0) The One-Minute Mental Model
System design is trade-offs under constraints.
In every design, you are balancing:
- Correctness (consistency, integrity, invariants)
- Latency (p50 vs p99/p999)
- Throughput (QPS, write amplification)
- Availability (degradation vs outage)
- Cost (compute, storage, bandwidth, operational load)
- Operability (deploy, debug, rollback, migrate)
If you can answer these 8 questions, you’re already “senior” in system design:
- What’s the SLO (p99 latency, error rate, availability)?
- What’s the peak (traffic, fanout, burstiness) and growth curve?
- What’s the data model (entities + access patterns + invariants)?
- Where do we need strong consistency vs eventual?
- What are the hot keys / skew / supernodes?
- What is the blast radius of a dependency failure?
- What’s the backpressure strategy?
- How do we migrate without downtime?
1) First 10 Minutes: Frame the Problem Like an Architect
Workload profile (write this down)
- Read/write ratio (e.g., 90/10)
- Data size and growth (GB/day, records/day)
- Access patterns (by user, by time, by geo)
- Latency target (p99, not average)
- Consistency requirements (what must never be wrong?)
- Fanout patterns (celebrity problem, multi-tenant whales)
“Constraints-first” checklist
- Regulatory: PII, retention, deletion, audit
- Geo: single-region vs multi-region active/active
- Failure domains: zone, region, provider
- Budget: infra cost and headcount (operations is expensive)
2) Core Building Blocks (The Standard Toolkit)
The canonical shape of modern systems
flowchart LR
Client --> Edge[CDN/WAF/API Gateway]
Edge --> Svc[App Services]
Svc --> Cache[(Cache)]
Svc --> DB[(Primary DB)]
Svc --> Search[(Search/Index)]
Svc --> Queue[(Queue/Stream)]
Queue --> Worker[Async Workers]
Worker --> DB
Worker --> Blob[(Object Storage)]
Svc --> Obs[Logs/Metrics/Tracing]
A useful classification
- Serving path: must meet p99 latency (API + cache + DB reads)
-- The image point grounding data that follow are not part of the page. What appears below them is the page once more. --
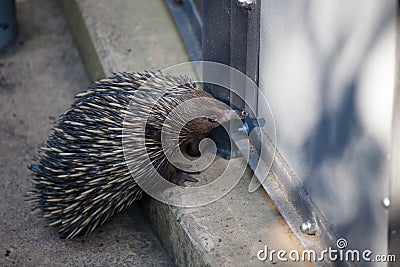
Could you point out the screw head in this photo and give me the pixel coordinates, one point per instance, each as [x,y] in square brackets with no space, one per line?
[309,227]
[247,4]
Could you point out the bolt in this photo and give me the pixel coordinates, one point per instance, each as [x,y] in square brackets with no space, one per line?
[247,4]
[386,202]
[309,227]
[244,128]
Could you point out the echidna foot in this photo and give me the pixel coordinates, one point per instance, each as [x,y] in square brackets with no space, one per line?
[183,177]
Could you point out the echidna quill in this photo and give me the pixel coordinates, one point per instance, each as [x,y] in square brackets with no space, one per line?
[80,176]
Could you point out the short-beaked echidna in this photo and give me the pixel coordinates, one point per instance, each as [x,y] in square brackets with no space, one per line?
[80,175]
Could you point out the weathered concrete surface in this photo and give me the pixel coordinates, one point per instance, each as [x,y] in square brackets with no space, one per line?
[39,76]
[138,35]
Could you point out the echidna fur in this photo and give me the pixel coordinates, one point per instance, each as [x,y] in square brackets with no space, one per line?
[80,176]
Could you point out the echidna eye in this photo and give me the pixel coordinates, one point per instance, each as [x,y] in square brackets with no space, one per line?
[213,118]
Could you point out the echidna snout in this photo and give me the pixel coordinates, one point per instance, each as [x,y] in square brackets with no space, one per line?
[81,178]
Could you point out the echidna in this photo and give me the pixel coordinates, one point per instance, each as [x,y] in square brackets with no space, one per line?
[80,176]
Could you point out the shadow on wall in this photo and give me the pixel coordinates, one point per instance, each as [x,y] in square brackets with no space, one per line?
[329,78]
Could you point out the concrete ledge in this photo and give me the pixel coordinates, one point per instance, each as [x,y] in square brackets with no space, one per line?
[138,35]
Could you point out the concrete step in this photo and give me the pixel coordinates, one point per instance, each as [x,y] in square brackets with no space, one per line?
[40,73]
[140,35]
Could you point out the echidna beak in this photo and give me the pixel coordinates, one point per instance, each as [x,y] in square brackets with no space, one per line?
[242,114]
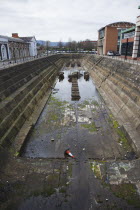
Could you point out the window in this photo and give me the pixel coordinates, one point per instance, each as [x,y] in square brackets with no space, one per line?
[127,48]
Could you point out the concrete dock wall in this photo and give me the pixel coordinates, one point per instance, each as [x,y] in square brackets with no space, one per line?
[119,85]
[21,89]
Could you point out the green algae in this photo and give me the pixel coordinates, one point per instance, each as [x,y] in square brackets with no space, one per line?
[122,137]
[128,192]
[96,169]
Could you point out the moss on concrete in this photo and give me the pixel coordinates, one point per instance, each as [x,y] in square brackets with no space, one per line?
[128,192]
[122,137]
[91,127]
[96,169]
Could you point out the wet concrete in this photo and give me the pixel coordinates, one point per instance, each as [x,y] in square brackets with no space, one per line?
[43,179]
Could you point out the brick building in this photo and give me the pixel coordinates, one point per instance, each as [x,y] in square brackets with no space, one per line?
[15,47]
[130,42]
[109,36]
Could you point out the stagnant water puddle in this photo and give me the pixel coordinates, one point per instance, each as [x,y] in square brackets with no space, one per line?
[46,180]
[83,125]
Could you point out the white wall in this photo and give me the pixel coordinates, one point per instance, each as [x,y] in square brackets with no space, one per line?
[33,47]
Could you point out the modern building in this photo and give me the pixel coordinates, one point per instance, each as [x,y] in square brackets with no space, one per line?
[4,53]
[136,47]
[32,44]
[127,42]
[15,47]
[109,36]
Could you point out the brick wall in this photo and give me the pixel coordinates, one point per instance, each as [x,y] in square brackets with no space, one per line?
[111,38]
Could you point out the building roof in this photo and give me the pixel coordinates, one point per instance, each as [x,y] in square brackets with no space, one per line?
[128,30]
[119,24]
[27,39]
[11,39]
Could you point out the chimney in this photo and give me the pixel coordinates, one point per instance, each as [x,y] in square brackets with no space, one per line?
[15,35]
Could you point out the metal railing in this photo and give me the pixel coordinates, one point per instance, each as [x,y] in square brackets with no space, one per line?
[13,62]
[135,62]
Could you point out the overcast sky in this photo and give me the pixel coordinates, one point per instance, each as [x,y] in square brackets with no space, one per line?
[57,20]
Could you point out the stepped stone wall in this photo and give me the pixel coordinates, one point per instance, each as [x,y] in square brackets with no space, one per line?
[119,85]
[21,89]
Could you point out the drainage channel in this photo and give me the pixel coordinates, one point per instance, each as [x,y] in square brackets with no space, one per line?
[69,110]
[85,126]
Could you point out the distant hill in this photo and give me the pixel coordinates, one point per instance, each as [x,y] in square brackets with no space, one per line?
[51,44]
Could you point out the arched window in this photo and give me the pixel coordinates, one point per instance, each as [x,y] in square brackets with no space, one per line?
[3,52]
- Write path: must preserve invariants (validation + idempotency + durability)
- Async path: absorbs burst, isolates failures (queues/streams + workers)
- Control plane: config, deploys, migrations, feature flags
3) Data: Model First, Then Pick Storage
Data model cheatsheet
Write down:
- Entities: User, Post, Order, Payment, Session
- Relationships: 1:1, 1:N, N:N
- Queries: “get timeline”, “search”, “recent orders”, “by tenant”, “by time range”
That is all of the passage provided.